The weather reporters in Latvia predicted winter to come late this year in February. Well, winter has arrived here in Latvia. When I awoke today I looked out our window to see snow coming down almost horizontally. The snow continued throughout the day and began to stick a little bit to the streets. As I walked home this evening I encountered my favorite type of Latvian snow – the soft powder snow that gently and slowly falls. It is light enough for the street sweepers to brush away using their bundled tree branches. When it falls on your coat and hat it simply sits there not making things heavier or damper but just peaceful. It is a peaceful kind of snow – one that lets you know there is still gentleness in the world. I am not sure I really every paid attention to the type of snow or how incredibly descriptive snow can be. Yet today I marveled at the sight.
Adding to my new understanding of snow also comes an appreciation for a new winter coat. The coat I currently have is getting a little bit too little for my pregnant belly. So Dan and I have been looking for a winter coat which would cover and keep me warm. We found a store last night who is going out of business. Inside two very nice women helped me to find a coat which fit now and would not look too big next winter post pregnancy. We were thankful for their help and assistance. Yet, I am also aware as I left the store with my beautiful and on sale coat that there is another store closing in Latvia. So as the economy continues to struggle and fall here very much like the snow, I say a prayer for the job situation here.
No matter where I went today I had to shake the snow off my hat – what a blessing and a great reminder of God’s creation. Even with something so small and abundant like snow there is such an incredible detail to it that it can be described and viewed in so many different ways.
So let it snow, let it snow, let it snow…..
Today Courtney preached in translation, and I lead worship in Latvian – well, I tried to that is.
See, I have done it before, and found the congregation patient with me. They are kind of used to my Latvian by now. Granted, services are shorter because I just can’t say as much in transition or prayers, yet the ‘less is more’ theory holds true.
This particular congregation has a candelabra with four candles, and each week they light the candles remembering and praying for other congregations throughout the global body. Today as we were saying prayers, I decided to expand upon the lighting of these ‘congregational’ candles.
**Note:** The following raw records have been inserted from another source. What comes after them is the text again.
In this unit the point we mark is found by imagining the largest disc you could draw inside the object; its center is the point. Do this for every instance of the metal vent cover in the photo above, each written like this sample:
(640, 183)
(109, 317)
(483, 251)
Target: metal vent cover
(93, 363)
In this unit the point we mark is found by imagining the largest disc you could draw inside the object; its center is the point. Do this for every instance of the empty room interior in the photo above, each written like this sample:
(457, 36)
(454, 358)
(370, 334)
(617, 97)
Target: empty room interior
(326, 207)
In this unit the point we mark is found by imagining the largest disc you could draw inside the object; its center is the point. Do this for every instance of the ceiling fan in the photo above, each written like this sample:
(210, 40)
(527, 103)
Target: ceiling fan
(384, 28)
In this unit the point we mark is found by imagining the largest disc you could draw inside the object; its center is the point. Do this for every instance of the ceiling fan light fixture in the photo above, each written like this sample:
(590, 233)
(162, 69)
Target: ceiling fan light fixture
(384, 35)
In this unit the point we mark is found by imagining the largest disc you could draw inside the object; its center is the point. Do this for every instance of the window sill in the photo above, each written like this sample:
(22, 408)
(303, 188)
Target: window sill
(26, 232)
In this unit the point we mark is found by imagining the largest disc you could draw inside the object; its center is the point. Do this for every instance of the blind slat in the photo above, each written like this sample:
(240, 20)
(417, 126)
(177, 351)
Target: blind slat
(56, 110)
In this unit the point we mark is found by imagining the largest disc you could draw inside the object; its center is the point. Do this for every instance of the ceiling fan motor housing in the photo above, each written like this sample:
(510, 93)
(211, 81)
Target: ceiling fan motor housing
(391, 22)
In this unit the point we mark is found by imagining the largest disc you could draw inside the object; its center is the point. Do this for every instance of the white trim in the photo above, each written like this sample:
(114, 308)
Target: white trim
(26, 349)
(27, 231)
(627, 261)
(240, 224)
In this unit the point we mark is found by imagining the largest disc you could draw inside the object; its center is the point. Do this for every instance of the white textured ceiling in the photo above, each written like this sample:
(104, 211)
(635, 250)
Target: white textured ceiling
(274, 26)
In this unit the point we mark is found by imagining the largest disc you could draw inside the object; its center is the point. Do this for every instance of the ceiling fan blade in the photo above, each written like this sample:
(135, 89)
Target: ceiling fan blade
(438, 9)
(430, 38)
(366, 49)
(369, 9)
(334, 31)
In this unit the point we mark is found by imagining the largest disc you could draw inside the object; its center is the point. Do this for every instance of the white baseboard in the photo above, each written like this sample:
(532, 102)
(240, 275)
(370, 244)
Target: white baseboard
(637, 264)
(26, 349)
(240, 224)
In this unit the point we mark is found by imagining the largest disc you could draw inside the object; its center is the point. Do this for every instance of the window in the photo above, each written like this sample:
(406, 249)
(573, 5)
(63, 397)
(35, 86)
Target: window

I didn’t really notice the strange looks – or maybe I subconsciously mistook them as responses to the wax I dripped everywhere.
After the service the wonderful pianist approached me – and then at least three or four more people after her – to help me a bit with my Latvian. I added one syllable too many while speaking, and, apparently, I invited the congregation to pray for “my girlfriends” – rather than “our congregations” – in the UK, Norway, the US, and Denmark. Graciously each said, “Don’t worry. While it caught me off-guard at first, I understood what you were trying to say.”
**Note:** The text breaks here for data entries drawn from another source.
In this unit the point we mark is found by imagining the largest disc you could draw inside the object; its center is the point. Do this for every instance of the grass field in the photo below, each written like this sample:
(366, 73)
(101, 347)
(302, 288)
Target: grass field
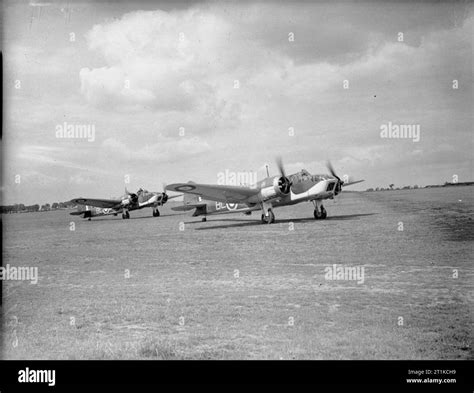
(232, 288)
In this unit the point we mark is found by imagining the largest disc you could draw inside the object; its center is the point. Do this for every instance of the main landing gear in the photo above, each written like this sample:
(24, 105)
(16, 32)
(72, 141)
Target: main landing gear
(320, 212)
(269, 219)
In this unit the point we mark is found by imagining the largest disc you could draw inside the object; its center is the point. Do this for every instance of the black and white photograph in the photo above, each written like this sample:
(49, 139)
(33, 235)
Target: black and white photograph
(237, 181)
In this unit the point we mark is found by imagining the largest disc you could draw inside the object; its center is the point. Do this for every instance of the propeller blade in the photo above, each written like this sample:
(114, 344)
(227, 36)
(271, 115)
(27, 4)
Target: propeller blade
(280, 166)
(332, 171)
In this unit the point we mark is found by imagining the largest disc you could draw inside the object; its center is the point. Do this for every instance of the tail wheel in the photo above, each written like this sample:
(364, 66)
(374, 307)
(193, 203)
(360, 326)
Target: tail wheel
(270, 219)
(324, 213)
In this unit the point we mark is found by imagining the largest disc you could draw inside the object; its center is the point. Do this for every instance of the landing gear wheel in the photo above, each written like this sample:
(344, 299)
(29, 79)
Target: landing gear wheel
(324, 213)
(270, 219)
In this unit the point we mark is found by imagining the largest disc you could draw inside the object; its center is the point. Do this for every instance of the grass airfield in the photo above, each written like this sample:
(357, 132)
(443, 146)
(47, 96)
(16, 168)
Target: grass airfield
(174, 287)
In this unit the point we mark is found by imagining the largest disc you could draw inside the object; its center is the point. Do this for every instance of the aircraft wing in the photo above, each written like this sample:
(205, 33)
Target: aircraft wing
(185, 208)
(352, 182)
(215, 192)
(103, 203)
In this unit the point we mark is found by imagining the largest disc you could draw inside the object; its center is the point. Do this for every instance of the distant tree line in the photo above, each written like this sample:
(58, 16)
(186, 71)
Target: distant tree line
(446, 184)
(21, 208)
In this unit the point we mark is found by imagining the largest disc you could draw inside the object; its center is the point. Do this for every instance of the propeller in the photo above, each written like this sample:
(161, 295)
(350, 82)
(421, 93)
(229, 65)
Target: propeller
(283, 182)
(339, 183)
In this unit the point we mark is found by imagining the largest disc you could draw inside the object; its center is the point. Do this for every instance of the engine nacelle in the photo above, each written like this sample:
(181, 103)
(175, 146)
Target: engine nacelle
(131, 200)
(279, 188)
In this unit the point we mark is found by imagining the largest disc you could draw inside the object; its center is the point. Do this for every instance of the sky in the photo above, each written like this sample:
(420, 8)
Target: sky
(179, 91)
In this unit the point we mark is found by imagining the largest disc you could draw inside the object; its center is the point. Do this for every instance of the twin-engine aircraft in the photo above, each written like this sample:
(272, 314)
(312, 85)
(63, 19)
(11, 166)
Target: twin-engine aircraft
(128, 202)
(265, 195)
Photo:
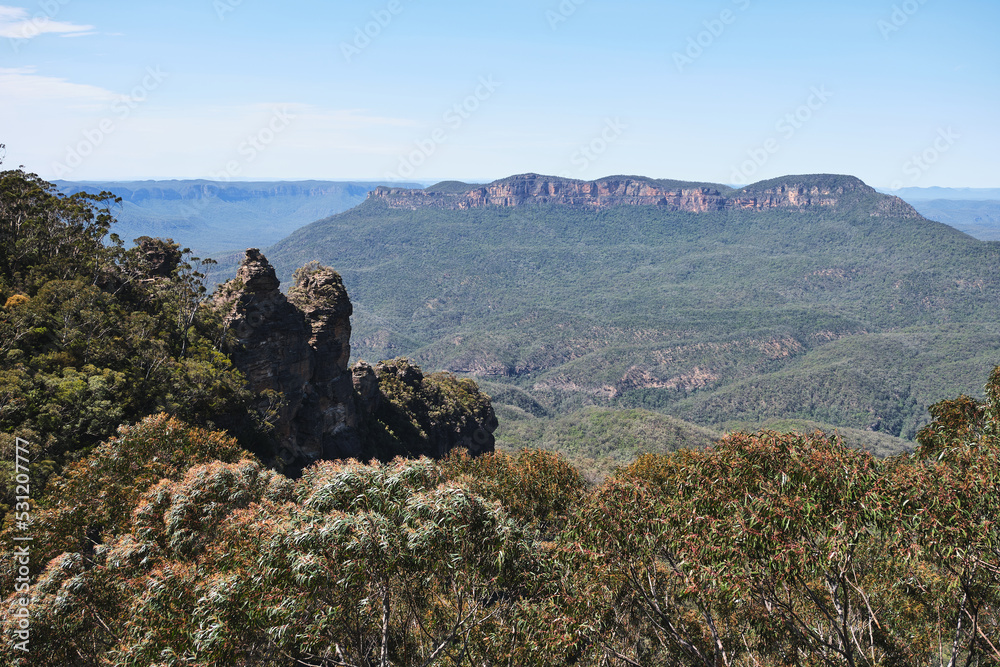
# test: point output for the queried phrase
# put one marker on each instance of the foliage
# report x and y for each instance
(833, 316)
(93, 335)
(767, 548)
(228, 563)
(425, 415)
(598, 440)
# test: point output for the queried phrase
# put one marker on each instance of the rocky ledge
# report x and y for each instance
(791, 192)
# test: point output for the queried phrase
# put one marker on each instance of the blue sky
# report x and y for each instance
(899, 93)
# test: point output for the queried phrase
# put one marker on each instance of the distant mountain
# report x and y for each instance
(980, 219)
(793, 193)
(213, 217)
(926, 194)
(975, 211)
(806, 297)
Court and I had a good laugh about it, and we hope it might make you smile.
PEACE – dan and court
One of the things that still surprises me when I land in Riga is that most of the plane erupts in applause. I had quite a few flights in the U.S. these past two weeks and none of them ended in applause.
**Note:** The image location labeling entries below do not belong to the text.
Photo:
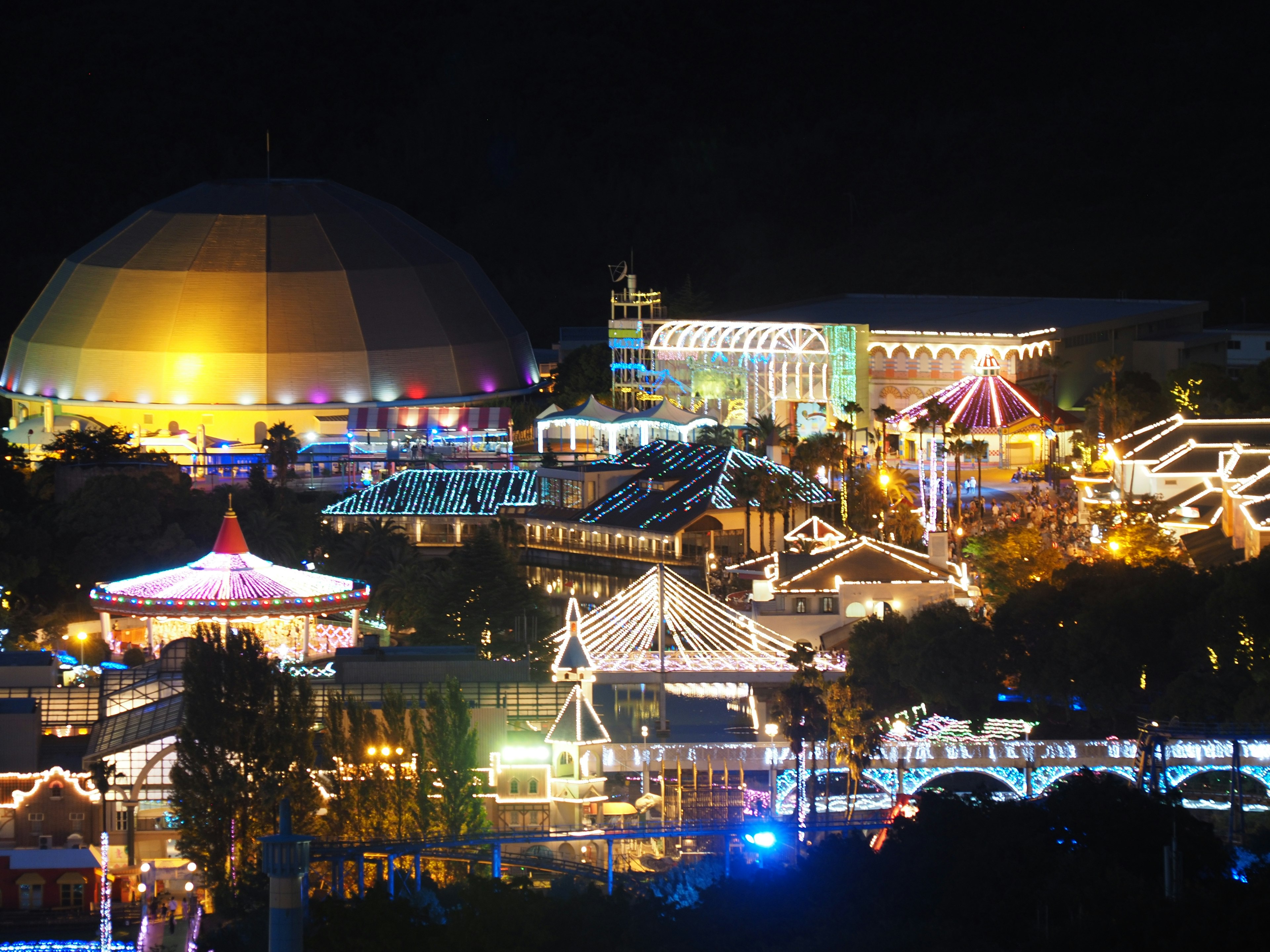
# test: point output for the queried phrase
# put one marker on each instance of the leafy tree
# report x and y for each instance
(284, 450)
(1132, 534)
(1013, 559)
(97, 445)
(855, 728)
(445, 735)
(799, 706)
(764, 431)
(717, 436)
(940, 657)
(246, 743)
(583, 373)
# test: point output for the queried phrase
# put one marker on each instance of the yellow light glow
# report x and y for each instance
(187, 367)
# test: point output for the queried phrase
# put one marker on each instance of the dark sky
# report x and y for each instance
(773, 151)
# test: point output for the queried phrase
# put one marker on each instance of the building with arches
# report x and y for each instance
(803, 362)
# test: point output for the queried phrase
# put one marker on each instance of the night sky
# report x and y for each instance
(771, 151)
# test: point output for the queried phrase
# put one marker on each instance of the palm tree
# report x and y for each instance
(980, 451)
(883, 413)
(1113, 366)
(764, 431)
(959, 446)
(284, 450)
(745, 488)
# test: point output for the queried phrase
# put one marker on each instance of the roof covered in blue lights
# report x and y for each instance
(443, 493)
(679, 483)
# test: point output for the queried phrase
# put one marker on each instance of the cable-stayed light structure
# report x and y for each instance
(701, 635)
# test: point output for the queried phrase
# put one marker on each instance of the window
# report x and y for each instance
(31, 895)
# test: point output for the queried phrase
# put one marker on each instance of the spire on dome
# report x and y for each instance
(989, 366)
(229, 540)
(572, 662)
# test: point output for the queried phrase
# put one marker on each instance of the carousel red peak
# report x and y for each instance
(230, 540)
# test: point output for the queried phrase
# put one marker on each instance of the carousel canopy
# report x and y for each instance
(230, 583)
(984, 402)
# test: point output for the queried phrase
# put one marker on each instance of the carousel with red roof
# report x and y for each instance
(289, 609)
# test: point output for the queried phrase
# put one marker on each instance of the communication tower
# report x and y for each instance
(634, 373)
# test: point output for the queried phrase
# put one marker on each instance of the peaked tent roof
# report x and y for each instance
(443, 493)
(230, 583)
(665, 412)
(577, 723)
(701, 634)
(985, 403)
(694, 478)
(864, 560)
(573, 655)
(590, 411)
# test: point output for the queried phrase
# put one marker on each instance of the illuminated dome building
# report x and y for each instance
(230, 586)
(237, 304)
As a kid I would cheer at baseball games. In December I applauded at the end of the Nutcracker. Yet sometimes I find crowds applaud because that is the expected or desired response though it may not be a heartfelt response. It had me thinking, “When do we applause and why?” I found I like to applaud in true appreciation, in heartfelt joy, in honor of a job well done, and in praise and thanksgiving to God. While I do not always applaud in these circumstances, maybe I should begin to do – even if people look at me funny. This entry will serve as a cyber-applause for some recent events.
Some recent reasons for applause:
* feeling the baby move in Courtney’s belly
* a fantastic two weeks in the U.S. with the brief moments of blessing with friends and family along the way
* a great conference in California with many new ideas and insights into camping ministry
* a chance to preach and re-connect with folks at Center UMC
* a warm apartment
* safe landings of all my flights
* a tangible presence of God’s grace and love for me
* the Redwoods!!
* morning coffee
* gracious and patient friends around the world
May you notice and discover reasons to clap your hands today!